Canada backing Credit Bureau initiative

- High Commissioner says service can change fortunes of small business sector

Small, hardworking Guyanese businessmen who have consistently paid their bills on time but have, nonetheless, been largely shut out of the formal credit system are likely to benefit significantly from last week’s launch of the country’s first ever Credit Bureau.

Speaking at last Saturday’s launch of the Bureau newly appointed Canadian High Commissioner to Guyana Dr Nicole Giles said the new Credit Bureau will better position local small businesses “to negotiate a line of credit on favorable terms to expand business and capture new opportunities.”

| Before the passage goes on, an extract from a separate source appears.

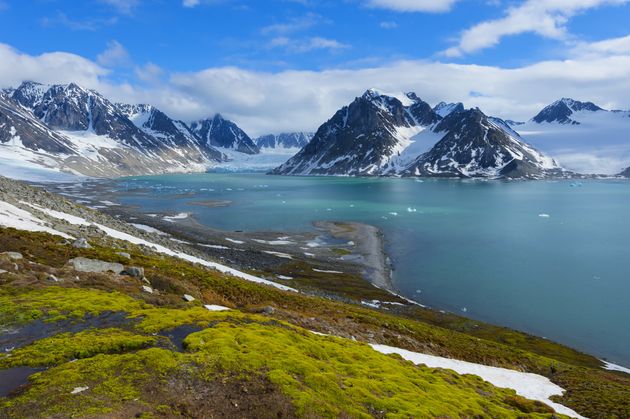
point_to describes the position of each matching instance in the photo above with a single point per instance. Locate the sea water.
(551, 258)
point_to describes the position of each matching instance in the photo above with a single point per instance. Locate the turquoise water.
(472, 247)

And according to the Canadian envoy, the advent of the Credit Bureau better positions the country’s business sector to benefit from Canada’s development cooperation programme with the wider Caribbean. “Access to credit is an important priority for Canada’s development cooperation in the Caribbean. It is a key building block to establish more receptive frameworks for entrepreneurship and private sector investments which, in turn, are crucial for sustainable economic growth,” the Canadian envoy told the gathering.

Canadian High Commissioner to Guyana Dr Nicole Giles
Canadian High Commissioner to Guyana Dr Nicole Giles

According to Giles, Canada’s development initiatives for the region are “strategically clustered” around the goal of enhancing sustainable economic growth. And the Canadian envoy restated Canada’s advocacy of “a more integrated Caribbean region” a circumstance which she said would better position the Caribbean to compete in the global economy. She said that Canada has been backing this latest local initiative to make business credit more accessible by drafting the Credit Bureau legislation, training the Credit Bureau operator in technical supervision and in the recruitment of the provider.

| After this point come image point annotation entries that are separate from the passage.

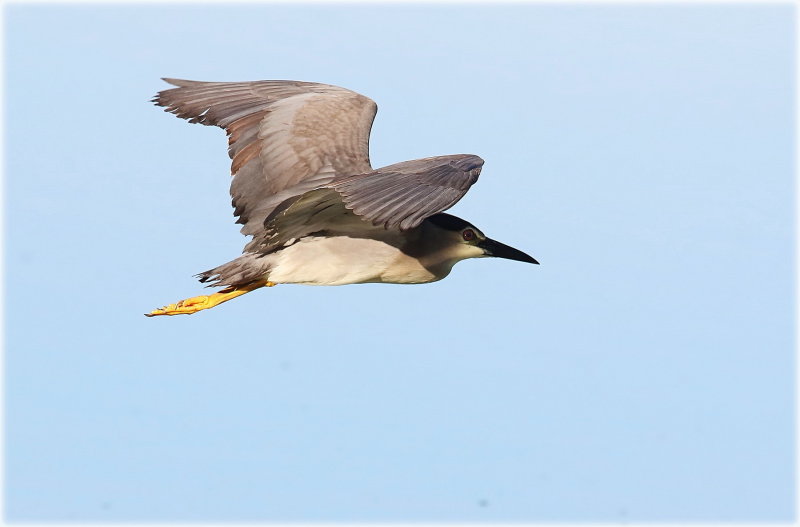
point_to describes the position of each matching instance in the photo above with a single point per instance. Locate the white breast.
(343, 260)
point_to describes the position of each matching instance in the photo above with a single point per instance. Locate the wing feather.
(403, 195)
(281, 134)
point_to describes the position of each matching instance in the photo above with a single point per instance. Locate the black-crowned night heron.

Credit Bureaus are internationally recognised institutions, which, among other things, provide lending agencies with borrowing and bill-paying information on potential borrowers which is used in the processing of credit applications. Potential borrowers with poor credit ratings including a history of court-adjudicated debt obligations including bankruptcies may have to pay higher interest rates on loans than those who have no such borrowing impediments.

High Commissioner Giles reiterated the expanded opportunities for access to borrowing now afforded small and medium-sized businesses on account of the advent of the country’s first Credit Bureau. She said the development “heralds a new chapter in the credit appraisal process – one that is responsive to the Small and Medium Enterprises (SMEs) sector.”

Local SMEs have consistently cited access to credit as one of the more formidable barriers to flourishing small businesses.
In her presentation High Commissioner Giles noted that despite the fact that “SMEs are a significant contributor to the global economy, often employing more than 60% of the workforce,” the sector continues to be labeled “high risk and largely underserved by the financial community. A major contributor to this is the lack of information about SMEs credit history. With a credit bureau, SMEs will now be able to use their positive credit history as “collateral” to access loans at better rates and seek more competitive terms from lending institutions,” the High Commissioner said.

The success of the new local Credit Bureau will depend largely on the willingness of financial institutions to share information with them and Stabroek Business has learnt that several key local institutions, including utility companies and commercial banks have agreed to assist the Bureau in determining the creditworthiness of potential borrowers.